Donations to U.S. not-for-profit hospitals and health care systems increased by 8% in fiscal year 2010 to $8.26 billion, the largest one-year jump since 2006, according to a new Association for Healthcare Philanthropy report, Modern Healthcare reports (Evans, Modern Healthcare, 6/13).

According to AHP's annual survey, almost 60% of donations and grants came from individual donors. Annual giving accounted for 20% of all giving and was the largest source of funds raised. Major gifts accounted for 17%, followed by capital campaigns and special events, which each accounted for about 15%.

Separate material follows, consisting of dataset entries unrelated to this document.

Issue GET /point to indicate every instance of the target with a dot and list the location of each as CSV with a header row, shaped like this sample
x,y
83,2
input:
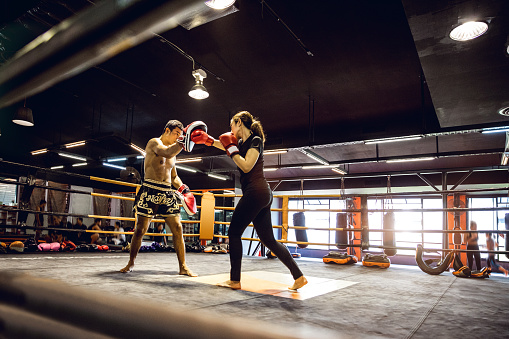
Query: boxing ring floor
x,y
353,301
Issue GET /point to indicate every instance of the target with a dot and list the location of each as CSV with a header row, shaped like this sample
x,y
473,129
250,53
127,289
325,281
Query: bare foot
x,y
299,282
186,271
234,285
127,269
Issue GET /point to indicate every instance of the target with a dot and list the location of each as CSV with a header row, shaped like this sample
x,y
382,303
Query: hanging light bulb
x,y
219,4
23,116
198,91
468,31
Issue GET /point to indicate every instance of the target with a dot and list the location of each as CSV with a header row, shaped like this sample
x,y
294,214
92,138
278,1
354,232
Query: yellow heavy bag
x,y
507,234
376,260
389,237
341,236
339,258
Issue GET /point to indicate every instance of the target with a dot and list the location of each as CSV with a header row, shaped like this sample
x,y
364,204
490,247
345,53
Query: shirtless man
x,y
156,195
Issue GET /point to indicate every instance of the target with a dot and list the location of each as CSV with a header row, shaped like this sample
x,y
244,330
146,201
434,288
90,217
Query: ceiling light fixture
x,y
23,116
71,156
410,159
113,166
188,160
40,151
219,4
198,91
188,169
469,30
315,157
505,159
139,149
75,144
318,166
395,139
275,151
116,159
495,129
217,176
339,170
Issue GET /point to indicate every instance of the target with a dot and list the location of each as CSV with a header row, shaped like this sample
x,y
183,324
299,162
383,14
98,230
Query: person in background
x,y
118,239
491,262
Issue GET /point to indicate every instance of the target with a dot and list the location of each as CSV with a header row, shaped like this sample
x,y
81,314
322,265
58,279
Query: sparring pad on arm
x,y
187,143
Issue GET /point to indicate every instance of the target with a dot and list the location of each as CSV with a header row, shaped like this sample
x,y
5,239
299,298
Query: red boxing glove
x,y
229,142
187,199
201,137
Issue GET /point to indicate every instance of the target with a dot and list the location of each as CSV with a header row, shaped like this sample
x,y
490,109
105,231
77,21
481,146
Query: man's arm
x,y
156,145
175,179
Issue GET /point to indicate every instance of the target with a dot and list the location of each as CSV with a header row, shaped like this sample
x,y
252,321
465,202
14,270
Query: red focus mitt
x,y
201,137
187,199
229,142
185,139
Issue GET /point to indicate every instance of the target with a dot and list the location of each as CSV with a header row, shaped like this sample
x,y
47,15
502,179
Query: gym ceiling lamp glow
x,y
138,148
410,159
495,129
71,156
198,91
395,139
75,144
219,4
468,31
113,166
217,176
315,157
339,170
40,151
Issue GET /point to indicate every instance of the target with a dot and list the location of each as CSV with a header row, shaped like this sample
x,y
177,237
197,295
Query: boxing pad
x,y
187,199
229,143
185,139
200,137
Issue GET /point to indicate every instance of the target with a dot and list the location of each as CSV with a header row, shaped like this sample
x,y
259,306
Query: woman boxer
x,y
254,206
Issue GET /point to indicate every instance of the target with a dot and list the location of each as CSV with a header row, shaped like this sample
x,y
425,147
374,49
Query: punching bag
x,y
341,236
300,235
506,236
389,237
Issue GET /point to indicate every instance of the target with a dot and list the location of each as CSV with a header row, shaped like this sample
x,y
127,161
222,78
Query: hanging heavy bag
x,y
300,235
389,237
341,236
507,234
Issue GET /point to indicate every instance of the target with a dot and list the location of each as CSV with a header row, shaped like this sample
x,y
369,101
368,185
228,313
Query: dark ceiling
x,y
322,76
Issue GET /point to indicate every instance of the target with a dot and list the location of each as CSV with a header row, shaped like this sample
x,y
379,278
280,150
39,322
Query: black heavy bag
x,y
389,237
341,236
507,234
300,235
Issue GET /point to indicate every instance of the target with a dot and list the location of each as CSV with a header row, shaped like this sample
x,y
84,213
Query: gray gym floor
x,y
398,302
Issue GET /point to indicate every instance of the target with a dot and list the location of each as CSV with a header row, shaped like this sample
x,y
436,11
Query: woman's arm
x,y
246,164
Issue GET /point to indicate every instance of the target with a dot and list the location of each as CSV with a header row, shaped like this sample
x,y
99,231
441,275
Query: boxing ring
x,y
357,238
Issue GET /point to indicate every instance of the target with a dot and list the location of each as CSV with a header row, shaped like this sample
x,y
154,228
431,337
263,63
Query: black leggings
x,y
255,206
472,255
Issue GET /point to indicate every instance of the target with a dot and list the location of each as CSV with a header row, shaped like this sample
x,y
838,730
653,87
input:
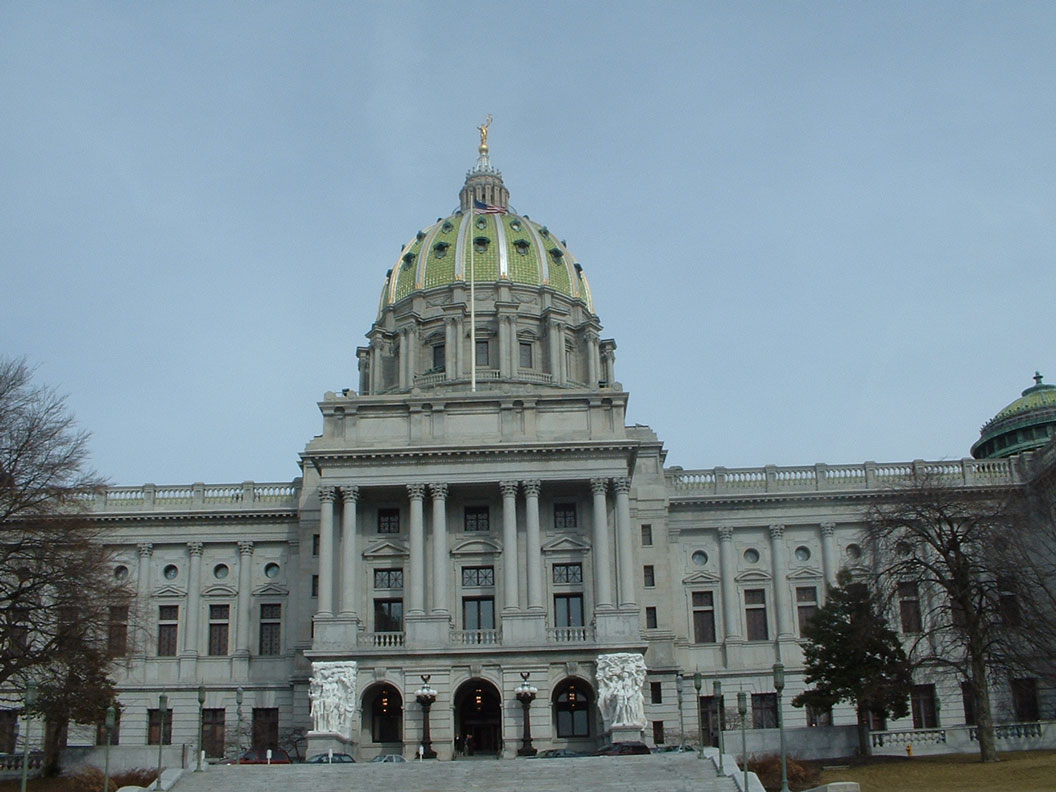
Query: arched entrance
x,y
478,719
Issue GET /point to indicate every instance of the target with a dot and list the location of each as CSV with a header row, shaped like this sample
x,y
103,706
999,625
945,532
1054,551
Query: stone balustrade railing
x,y
840,477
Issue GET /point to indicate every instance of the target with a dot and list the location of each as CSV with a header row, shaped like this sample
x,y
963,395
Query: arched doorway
x,y
478,719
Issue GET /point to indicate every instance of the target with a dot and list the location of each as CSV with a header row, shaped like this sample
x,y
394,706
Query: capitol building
x,y
477,525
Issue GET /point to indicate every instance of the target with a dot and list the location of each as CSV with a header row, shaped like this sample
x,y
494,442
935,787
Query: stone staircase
x,y
655,773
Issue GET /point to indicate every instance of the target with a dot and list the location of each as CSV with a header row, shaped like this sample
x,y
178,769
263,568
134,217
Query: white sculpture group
x,y
333,695
620,681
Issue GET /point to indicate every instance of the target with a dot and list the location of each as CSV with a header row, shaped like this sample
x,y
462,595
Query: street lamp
x,y
201,724
526,694
426,697
31,701
163,705
779,685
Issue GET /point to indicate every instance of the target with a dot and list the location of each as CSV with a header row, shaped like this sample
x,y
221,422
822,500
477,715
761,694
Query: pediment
x,y
385,549
476,546
566,544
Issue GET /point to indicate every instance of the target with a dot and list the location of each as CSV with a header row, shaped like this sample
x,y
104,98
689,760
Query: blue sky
x,y
817,231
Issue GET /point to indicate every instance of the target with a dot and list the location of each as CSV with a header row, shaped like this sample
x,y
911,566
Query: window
x,y
155,733
806,601
571,708
568,610
909,607
474,577
476,519
567,572
218,628
389,579
270,629
755,615
388,521
168,626
389,616
922,704
764,711
564,515
703,617
117,640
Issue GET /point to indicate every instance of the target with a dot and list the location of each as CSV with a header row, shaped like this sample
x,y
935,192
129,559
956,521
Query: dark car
x,y
623,749
331,759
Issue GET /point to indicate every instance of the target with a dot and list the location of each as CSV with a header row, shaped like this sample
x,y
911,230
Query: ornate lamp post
x,y
779,685
526,694
31,701
426,697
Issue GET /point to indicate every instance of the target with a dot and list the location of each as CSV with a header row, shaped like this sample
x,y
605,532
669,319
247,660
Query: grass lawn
x,y
1022,771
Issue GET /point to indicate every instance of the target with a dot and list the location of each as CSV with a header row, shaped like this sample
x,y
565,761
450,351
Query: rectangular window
x,y
568,610
156,732
168,627
218,628
567,572
270,629
388,521
564,516
755,615
389,616
703,617
764,711
475,577
922,704
389,579
476,519
806,605
909,607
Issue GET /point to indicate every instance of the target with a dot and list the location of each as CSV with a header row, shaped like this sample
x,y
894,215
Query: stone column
x,y
533,548
511,598
728,570
602,569
193,598
416,605
325,603
439,493
245,583
350,497
829,553
781,603
623,549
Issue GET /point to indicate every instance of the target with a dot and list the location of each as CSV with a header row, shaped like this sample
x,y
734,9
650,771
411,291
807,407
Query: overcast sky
x,y
817,231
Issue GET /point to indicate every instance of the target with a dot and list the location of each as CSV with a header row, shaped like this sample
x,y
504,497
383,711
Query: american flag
x,y
482,208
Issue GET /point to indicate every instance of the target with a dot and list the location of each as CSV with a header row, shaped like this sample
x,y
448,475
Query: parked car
x,y
327,759
259,756
623,749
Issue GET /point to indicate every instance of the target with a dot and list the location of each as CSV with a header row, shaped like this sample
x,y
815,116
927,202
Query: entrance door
x,y
478,719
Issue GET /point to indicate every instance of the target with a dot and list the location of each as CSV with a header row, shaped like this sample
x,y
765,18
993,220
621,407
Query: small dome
x,y
1026,423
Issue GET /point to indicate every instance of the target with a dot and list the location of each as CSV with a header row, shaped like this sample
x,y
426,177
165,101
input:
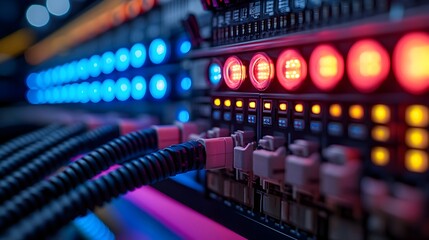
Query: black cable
x,y
8,165
121,149
143,171
24,140
50,161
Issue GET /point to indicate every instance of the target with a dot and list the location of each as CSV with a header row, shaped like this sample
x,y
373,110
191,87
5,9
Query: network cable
x,y
26,155
22,141
121,149
146,170
51,160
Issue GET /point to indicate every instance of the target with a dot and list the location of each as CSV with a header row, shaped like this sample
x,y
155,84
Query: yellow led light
x,y
227,103
217,102
283,106
299,108
417,116
316,109
416,138
335,110
380,113
356,112
416,161
252,104
380,133
380,156
267,106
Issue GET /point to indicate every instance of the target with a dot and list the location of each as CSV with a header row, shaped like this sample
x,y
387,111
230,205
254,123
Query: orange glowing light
x,y
261,71
291,69
411,62
326,67
234,72
368,64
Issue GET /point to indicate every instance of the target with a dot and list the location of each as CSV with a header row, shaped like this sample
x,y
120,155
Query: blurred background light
x,y
158,86
138,87
58,7
37,15
138,55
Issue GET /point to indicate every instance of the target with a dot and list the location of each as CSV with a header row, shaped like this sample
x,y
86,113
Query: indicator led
x,y
291,69
252,104
261,71
416,161
380,113
234,72
267,106
326,67
316,109
335,110
380,156
283,106
380,133
227,103
215,73
217,102
368,64
417,115
411,62
356,112
416,138
299,108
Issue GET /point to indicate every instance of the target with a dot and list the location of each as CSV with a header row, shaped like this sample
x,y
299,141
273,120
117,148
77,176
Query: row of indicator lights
x,y
121,60
416,138
107,90
368,64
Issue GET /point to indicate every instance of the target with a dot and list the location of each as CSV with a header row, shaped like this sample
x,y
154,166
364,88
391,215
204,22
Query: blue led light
x,y
32,96
63,73
215,74
108,62
138,55
48,96
65,93
108,90
186,83
83,92
138,87
55,77
123,89
73,96
31,81
158,51
158,86
94,92
94,66
183,116
82,69
56,94
71,72
122,59
40,95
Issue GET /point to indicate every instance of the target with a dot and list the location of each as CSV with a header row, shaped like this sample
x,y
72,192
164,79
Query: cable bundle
x,y
136,173
27,154
15,144
121,149
50,161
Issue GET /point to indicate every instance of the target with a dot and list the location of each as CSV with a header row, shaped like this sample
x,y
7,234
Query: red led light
x,y
368,64
234,72
326,67
411,62
261,71
291,69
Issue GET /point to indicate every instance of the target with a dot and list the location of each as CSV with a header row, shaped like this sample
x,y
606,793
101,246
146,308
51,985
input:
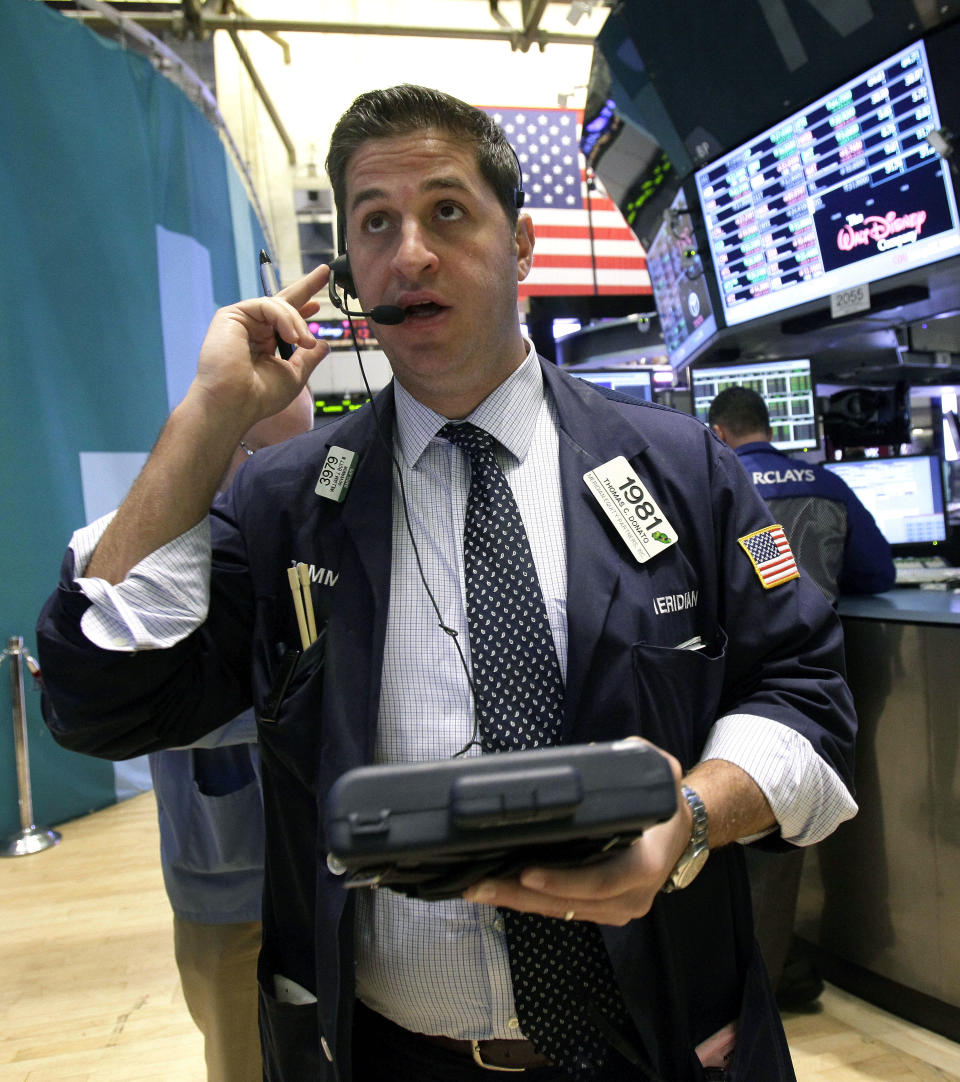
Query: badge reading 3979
x,y
339,467
627,502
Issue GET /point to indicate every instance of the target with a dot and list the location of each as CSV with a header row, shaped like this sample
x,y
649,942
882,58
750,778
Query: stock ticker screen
x,y
842,193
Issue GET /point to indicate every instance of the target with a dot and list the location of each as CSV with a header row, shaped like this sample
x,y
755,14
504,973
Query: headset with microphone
x,y
341,278
390,315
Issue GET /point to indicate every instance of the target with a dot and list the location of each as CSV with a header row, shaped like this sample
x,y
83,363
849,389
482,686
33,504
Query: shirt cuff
x,y
809,799
162,599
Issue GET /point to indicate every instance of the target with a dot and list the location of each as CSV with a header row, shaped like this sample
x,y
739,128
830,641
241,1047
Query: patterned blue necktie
x,y
561,970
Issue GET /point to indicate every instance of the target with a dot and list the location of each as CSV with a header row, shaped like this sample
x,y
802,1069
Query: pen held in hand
x,y
270,286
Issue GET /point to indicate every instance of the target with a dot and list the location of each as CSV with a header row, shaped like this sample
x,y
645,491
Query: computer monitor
x,y
786,386
632,382
680,285
904,495
844,192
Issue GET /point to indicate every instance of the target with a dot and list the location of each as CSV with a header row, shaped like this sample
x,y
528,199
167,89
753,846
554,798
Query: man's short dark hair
x,y
740,410
398,110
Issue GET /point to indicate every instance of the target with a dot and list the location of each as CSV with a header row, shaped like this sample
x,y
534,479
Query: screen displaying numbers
x,y
842,193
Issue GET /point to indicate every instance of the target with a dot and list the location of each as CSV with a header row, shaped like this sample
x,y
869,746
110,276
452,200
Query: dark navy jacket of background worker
x,y
845,542
775,652
710,648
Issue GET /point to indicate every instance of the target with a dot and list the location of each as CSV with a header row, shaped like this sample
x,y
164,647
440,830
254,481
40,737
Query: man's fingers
x,y
306,287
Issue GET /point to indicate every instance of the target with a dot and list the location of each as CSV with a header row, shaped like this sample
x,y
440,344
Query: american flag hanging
x,y
564,264
771,555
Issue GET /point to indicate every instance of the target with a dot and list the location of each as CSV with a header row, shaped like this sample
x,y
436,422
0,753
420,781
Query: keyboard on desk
x,y
918,570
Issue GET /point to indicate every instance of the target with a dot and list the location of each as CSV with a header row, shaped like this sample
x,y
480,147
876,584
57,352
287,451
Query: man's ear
x,y
525,241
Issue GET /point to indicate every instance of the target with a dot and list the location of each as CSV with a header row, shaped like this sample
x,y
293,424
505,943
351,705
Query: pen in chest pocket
x,y
300,583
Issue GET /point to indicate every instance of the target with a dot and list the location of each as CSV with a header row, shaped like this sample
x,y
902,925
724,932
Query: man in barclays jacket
x,y
733,671
839,545
831,532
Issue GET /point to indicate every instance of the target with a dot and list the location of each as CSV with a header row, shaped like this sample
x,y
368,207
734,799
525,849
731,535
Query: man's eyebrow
x,y
434,184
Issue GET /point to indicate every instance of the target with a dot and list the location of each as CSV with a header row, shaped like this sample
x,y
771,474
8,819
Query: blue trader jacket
x,y
686,968
831,532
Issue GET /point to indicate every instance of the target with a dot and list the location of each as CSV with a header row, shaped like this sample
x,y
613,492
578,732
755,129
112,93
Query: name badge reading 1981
x,y
629,505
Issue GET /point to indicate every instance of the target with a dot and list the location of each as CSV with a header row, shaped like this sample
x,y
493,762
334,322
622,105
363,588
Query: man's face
x,y
425,232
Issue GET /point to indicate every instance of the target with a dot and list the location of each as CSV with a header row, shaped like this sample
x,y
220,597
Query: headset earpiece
x,y
340,272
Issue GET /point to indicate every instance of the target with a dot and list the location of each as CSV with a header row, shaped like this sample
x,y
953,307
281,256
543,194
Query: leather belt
x,y
495,1055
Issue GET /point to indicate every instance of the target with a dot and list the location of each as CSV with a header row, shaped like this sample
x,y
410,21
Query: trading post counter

Despite strong donation growth, the average return on investment dropped in FY 2010. Last year, the cost-to-raise-a-dollar was 33 cents, and ROI declined by more than 4% to only $3.05 raised for each dollar spent on fundraising (Association for Healthcare Philanthropy release, 6/13). AHP attributes the decline to the struggling economy, noting, "Fundraising has become more challenging and, therefore, more expensive" (Modern Healthcare, 6/13).

AHP also noted that academic institutions, children's hospitals, programs that opened at least 15 years ago and hospitals with at least four professional fundraising staff members had higher than average fundraising success in FY 2010.

Donations in FY 2010 were directed toward a range of projects, including:

  • Construction and renovation (22%);
  • New equipment (20.6%);
  • General operations (17.6%); and
  • Community benefit programs (10.7%) (Association for Healthcare Philanthropy release, 6/13).